« Collectivité de Martinique » est une expression ouverte à laquelle ne s’attachera aucun cœur de Martiniquais. Elle pourra évoluer suivant les alizés du moment. Il n’est pas étonnant que premier point d’achoppement, et peut-être le seul, entre la droite et la gauche ait porté sur le nom de la nouvelle collectivité ou plus particulièrement sur la disparition du département. Cette disparition est une importante victoire politique pour la gauche qui consacrera dans la loi un point essentiel de l’évolution institutionnelle. Dans ce pays où la culture des mots, depuis Césaire, constitue un exercice majeur, la seule suppression du mot « département » pour désigner le Martinique aurait déjà constitué une victoire majeure pour les évolutionnistes martiniquais.

En effet, on en arrive presque au bout d’une longue contestation du lexique assimilationniste et de l’apparition d’un vocabulaire de rupture, pour les uns, de différenciation, pour les autres. Le premier mot mis en question fut celui de métropole, terme qui porte une connotation de dépendance insupportable dès les années soixante dans les milieux étudiants. La quasi-totalité des anciens des facultés métropolitaines utilise le mot « Français » que pour désigner les habitants de l’hexagone, s’excluant implicitement ou volontairement de ce vocable. Pour les plus radicaux il s’agit, en contrepoint, d’élever le mot Martiniquais à un niveau de concept égal que celui de Français.

Cela ne me gêne absolument pas de désigner la Martinique sous le nom de « pays », me disait récemment une femme de droite. Pensais-tu la même chose il y a 20 ans, lui demandai-je ? Non, me répondit-elle. Déjà, lui dis-je, tu utilises le mot peuple, tu n’es plus choquée par le drapeau de Malsa et tu t’accommodes fort bien de l’absence du drapeau français sur les édifices publics, notamment sur les hôtels de la région et du conseil général. Bientôt, à force d’entendre le mot autour de toi, tu te surprendras à faire référence, toi aussi, à la nation martiniquaise.

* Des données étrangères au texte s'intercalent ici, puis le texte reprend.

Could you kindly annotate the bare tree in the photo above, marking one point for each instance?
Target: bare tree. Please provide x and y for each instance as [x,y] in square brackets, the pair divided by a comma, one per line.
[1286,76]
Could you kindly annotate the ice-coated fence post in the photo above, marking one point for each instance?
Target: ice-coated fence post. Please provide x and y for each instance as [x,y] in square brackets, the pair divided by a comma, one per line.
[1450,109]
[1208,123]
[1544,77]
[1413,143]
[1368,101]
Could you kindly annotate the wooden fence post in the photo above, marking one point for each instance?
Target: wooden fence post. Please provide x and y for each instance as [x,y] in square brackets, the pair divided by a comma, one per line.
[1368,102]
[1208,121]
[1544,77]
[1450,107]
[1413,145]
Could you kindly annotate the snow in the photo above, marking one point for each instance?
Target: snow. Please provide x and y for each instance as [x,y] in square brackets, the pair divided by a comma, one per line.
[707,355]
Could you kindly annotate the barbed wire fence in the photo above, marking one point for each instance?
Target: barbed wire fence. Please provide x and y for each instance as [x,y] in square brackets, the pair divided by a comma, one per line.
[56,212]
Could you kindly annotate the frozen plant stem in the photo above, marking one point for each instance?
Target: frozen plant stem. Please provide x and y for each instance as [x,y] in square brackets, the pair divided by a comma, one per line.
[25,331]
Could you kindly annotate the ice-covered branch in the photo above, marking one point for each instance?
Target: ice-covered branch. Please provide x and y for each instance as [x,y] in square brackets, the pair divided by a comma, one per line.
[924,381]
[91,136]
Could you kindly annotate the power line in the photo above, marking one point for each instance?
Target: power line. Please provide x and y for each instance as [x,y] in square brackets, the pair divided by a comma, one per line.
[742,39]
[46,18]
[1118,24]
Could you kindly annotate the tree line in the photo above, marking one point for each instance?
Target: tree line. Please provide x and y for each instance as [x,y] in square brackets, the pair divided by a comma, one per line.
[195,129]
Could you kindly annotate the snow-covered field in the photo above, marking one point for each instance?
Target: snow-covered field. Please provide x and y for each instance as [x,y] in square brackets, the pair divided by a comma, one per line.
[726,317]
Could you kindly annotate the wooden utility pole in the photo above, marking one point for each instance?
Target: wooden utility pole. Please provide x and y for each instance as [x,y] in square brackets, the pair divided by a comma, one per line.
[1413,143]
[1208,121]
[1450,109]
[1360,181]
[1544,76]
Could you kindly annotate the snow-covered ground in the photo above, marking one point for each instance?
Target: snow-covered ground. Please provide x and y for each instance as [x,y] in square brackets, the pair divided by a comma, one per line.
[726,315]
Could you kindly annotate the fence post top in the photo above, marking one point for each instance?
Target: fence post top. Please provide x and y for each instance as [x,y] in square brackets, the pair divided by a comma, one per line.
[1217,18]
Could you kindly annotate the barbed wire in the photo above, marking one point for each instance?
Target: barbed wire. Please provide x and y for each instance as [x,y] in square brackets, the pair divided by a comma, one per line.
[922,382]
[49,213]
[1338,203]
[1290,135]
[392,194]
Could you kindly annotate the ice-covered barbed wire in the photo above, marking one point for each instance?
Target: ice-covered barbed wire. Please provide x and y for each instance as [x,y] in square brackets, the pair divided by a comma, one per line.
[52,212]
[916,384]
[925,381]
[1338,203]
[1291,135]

Il aura donc été possible d’obtenir par la puissance des mots ce qui eût été peut-être impossible de gagner par la force ou même par le vote des citoyens. Les entorses ci-dessus touchent essentiellement au pouvoir régalien dont la remise en cause n’est pas prévue dans les négociations mais dont l’existence n’est, à bien des égards, qu’un leurre. Selon un vieux dicton, on peut toujours violer la loi, elle ne crie jamais. C’est encore plus vrai en Martinique en matière de droit régalien

On pouvait croire que le nom de la nouvelle collectivité serait envisagé en fin des travaux de la commission mixte des deux collectivités et que le choix du mode de gouvernance serait fonction de l’ampleur des pouvoirs envisagés. Dans ma chronique du 23 avril dernier intitulée « L’accroissement des compétences et la séparation des pouvoirs », j’écrivais que si les pouvoirs devaient être substantiels l’obligation de distinguer l’exécutif et le « législatif » paraissait s’imposer. En effet, au-delà d’un certain plafond de compétences, il ne paraît pas de bonne démocratie qu’une même autorité soit dotée du pouvoir de fixer la règle et de l’appliquer elle-même.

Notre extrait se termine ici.